5. Are there problems with ethnic, race/racial minorities or religious prejudices? Gender equality?
Gender equality has a long way to go, but open harassment is not really an issue. Congolese are extremely proud of their national identities -- they are Congolese first, and other identities come in a far second. People from the Kasais are sometimes criticized for taking over parts of the country, monopolizing businesses, etc. but there is little outright hostility. Political rivalries could be more problematic, though generally among the Congolese elite. Most Congolese just want to make a living and enjoy their family and friends peacefully.
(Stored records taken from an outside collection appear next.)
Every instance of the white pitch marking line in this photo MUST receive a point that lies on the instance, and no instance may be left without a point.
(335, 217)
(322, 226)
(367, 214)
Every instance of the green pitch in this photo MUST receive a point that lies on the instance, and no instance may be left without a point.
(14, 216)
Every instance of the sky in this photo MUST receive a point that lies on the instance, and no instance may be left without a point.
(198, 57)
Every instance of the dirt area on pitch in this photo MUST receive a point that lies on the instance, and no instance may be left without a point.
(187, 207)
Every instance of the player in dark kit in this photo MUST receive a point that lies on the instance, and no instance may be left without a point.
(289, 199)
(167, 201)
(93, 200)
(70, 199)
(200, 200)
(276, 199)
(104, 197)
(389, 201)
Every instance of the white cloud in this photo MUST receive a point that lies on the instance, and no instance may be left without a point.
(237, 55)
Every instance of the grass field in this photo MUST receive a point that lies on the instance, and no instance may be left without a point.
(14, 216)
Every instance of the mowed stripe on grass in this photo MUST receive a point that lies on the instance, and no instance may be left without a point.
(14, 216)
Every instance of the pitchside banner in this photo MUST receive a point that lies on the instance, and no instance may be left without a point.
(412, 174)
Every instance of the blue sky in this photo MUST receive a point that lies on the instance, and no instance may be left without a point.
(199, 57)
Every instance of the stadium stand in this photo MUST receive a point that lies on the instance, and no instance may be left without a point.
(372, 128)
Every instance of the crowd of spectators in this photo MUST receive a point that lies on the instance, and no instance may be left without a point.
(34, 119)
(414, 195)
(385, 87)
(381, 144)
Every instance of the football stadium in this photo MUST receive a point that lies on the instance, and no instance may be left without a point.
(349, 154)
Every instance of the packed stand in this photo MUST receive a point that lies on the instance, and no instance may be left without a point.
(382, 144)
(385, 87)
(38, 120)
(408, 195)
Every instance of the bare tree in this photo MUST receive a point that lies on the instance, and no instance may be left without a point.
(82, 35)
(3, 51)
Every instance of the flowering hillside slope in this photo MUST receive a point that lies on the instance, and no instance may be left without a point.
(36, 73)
6. What have been the highlights of your time in this country? Best trips or experiences?
The Congolese are amongst the most warm and fun people I've ever lived/worked with, and I would love to work with them again. Cold beers and roasted goat meat listening to amazing music. Congo River trips. Concert after concert. Dancing rumba. I was fortunate enough to travel to eastern DRC multiple times, and the scenery there is breath-taking.
7. What are some interesting/fun things to do in the area? Can you recommend any “hidden gems"?
Music. Shady cold beer spots along the river.
8. Is this a "shopping post"? Are there interesting handicrafts, artwork, antiques, or other items that people typically buy there?
It's sad, but a serious African art collector can find some amazing pieces -- masks and carvings, and museum quality Kuba cloth -- for very little money.
9. What are the particular advantages of living in this city?
You'll never experience something like it again.
Words of Wisdom:
1. What do you wish you had known about this particular city/country before moving there?
How bad the produce is. There really is not an alternative, though, so there wasn't anything I could have done with that knowledge.
2. Knowing what you know now, would you still move to this city?
Again and again. Hope to go back again in another capacity.
3. If you move here, you can leave behind your:
Most valuable possessions, and any uptight pretensions you have.
4. But don't forget your:
Treadmill if you like to walk/run, and dancing shoes.
5. Do you recommend any books or movies about this city/country for those who are interested in learning more?
Dancing in the Glory of the Monsters, Blood River by Tim Butcher, the Congo Wars by G. Prunier, series of documentaries by Thierry Michel.